Selama prosesi pantauan, sepasang pengantin atau bunting akan ditemani oleh seorang laki-laki dan seorang perempuan yang biasa disebut “bujang ngantat” dan “gadis ngantat”.
Dalam bahasa Besemah, ngantat artinya mengantar, sehingga tugas dari bujang ngantat dan gadis ngantat ini adalah mengantar kedua mempelai ke tiap-tiap rumah warga yang telah memanggil pasagan tersebut untuk berkunjung ke rumahnya.
Selain itu, mereka juga bertugas untuk mendampingi kedua mempelai mulai dari lamaran hingga selesainya resepsi pernikahan. Yang menjadi bujang ngantat dan gadis ngantat haruslah seseorang yang belum menikah.
Baca juga: Menapaki Wilayah Besemah, Tanah Leluhur bagi Masyarakat Sulsel
Prosesi Pantauan
Tradisi pantauan diawali dengan kegiatan yang dinamakan ngundang atau besuare.

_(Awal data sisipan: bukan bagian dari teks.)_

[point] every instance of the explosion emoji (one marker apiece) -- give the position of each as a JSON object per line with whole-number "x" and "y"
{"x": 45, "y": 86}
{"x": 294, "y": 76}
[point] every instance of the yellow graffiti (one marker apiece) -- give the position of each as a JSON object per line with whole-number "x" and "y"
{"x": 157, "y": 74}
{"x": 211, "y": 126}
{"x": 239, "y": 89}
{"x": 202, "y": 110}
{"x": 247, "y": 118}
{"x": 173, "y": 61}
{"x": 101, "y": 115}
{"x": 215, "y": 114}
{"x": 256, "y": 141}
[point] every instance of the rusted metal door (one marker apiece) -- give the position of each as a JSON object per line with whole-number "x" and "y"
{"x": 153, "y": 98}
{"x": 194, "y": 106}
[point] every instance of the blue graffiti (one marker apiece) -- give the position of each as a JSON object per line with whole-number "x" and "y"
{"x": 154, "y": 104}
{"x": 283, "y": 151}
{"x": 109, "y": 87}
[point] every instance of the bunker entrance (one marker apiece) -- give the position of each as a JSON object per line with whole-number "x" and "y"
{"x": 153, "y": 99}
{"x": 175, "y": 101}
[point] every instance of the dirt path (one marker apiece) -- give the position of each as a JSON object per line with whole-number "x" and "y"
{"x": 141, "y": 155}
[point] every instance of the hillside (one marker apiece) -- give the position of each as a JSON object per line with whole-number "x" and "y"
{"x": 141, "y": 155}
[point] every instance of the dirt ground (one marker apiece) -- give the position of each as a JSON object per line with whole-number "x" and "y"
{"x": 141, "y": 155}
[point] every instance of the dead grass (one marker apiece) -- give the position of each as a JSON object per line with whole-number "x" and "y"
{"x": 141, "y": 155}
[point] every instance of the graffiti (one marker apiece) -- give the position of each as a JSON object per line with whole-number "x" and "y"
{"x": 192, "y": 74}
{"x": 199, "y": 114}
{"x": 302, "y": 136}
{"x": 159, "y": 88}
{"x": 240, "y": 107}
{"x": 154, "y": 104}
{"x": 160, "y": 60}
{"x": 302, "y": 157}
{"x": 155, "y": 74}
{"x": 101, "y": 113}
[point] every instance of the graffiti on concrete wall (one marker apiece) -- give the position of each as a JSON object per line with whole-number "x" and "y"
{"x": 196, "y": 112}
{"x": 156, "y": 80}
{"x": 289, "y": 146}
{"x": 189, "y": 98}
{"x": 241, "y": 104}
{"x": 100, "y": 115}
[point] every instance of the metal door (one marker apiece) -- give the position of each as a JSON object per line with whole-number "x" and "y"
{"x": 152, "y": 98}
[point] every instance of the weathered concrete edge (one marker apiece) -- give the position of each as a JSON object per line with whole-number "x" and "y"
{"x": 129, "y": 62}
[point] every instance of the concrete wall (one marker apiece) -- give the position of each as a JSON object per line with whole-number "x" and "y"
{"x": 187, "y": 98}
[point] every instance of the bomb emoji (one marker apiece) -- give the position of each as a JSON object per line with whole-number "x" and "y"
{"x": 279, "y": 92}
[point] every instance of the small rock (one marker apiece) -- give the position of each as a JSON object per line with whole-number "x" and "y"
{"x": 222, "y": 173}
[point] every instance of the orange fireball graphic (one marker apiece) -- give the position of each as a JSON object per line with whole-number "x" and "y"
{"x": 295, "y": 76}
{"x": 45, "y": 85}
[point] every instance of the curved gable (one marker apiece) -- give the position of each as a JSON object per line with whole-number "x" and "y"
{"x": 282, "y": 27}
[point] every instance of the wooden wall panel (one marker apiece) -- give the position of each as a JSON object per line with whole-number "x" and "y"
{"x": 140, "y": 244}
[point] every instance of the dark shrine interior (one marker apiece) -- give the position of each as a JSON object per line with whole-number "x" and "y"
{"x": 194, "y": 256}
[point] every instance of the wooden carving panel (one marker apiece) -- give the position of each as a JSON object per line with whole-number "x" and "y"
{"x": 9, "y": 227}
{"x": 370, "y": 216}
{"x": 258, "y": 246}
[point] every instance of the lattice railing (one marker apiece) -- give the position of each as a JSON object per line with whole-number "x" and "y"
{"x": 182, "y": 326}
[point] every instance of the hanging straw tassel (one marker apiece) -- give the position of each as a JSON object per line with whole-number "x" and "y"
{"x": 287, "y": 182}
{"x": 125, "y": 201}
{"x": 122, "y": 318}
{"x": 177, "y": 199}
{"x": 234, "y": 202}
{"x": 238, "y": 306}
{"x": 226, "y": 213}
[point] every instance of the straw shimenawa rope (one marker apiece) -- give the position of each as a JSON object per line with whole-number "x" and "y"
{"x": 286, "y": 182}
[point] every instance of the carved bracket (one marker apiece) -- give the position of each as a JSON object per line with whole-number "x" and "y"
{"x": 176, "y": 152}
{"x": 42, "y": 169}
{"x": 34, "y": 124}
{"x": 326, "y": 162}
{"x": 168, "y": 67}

Tuan rumah mengundang masyarakat sekitar untuk datang ke rumahnya dua hingga tiga minggu sebelum acara pernikahan berlangsung.
Hal ini dilakukan untuk memberitahu bahwa mereka akan melangsungkan pernikahan. Dengan demikian kerabat lainnya dapat mempersiapkan segala kebutuhan pantauan dari jauh hari.
Sehari sebelum pantauan dilaksanakan, biasanya masyarakat sudah menyiapkan makanannya secara bertahap. Bahkan, ada yang mulai bemasak seminggu sebelum pantauan dimulai.
Makanan yang biasa dihidangkan ketika pantauan adalah makanan khas suku Besemah seperti dodol, lemang, pepes ikan, dan juga daging untuk kerabat dekat. Selain nasi dan lauk-pauk, beberapa rumah juga ada yang menyediakan tekwan, kue basah, dan kue kering khas Sumatera Selatan.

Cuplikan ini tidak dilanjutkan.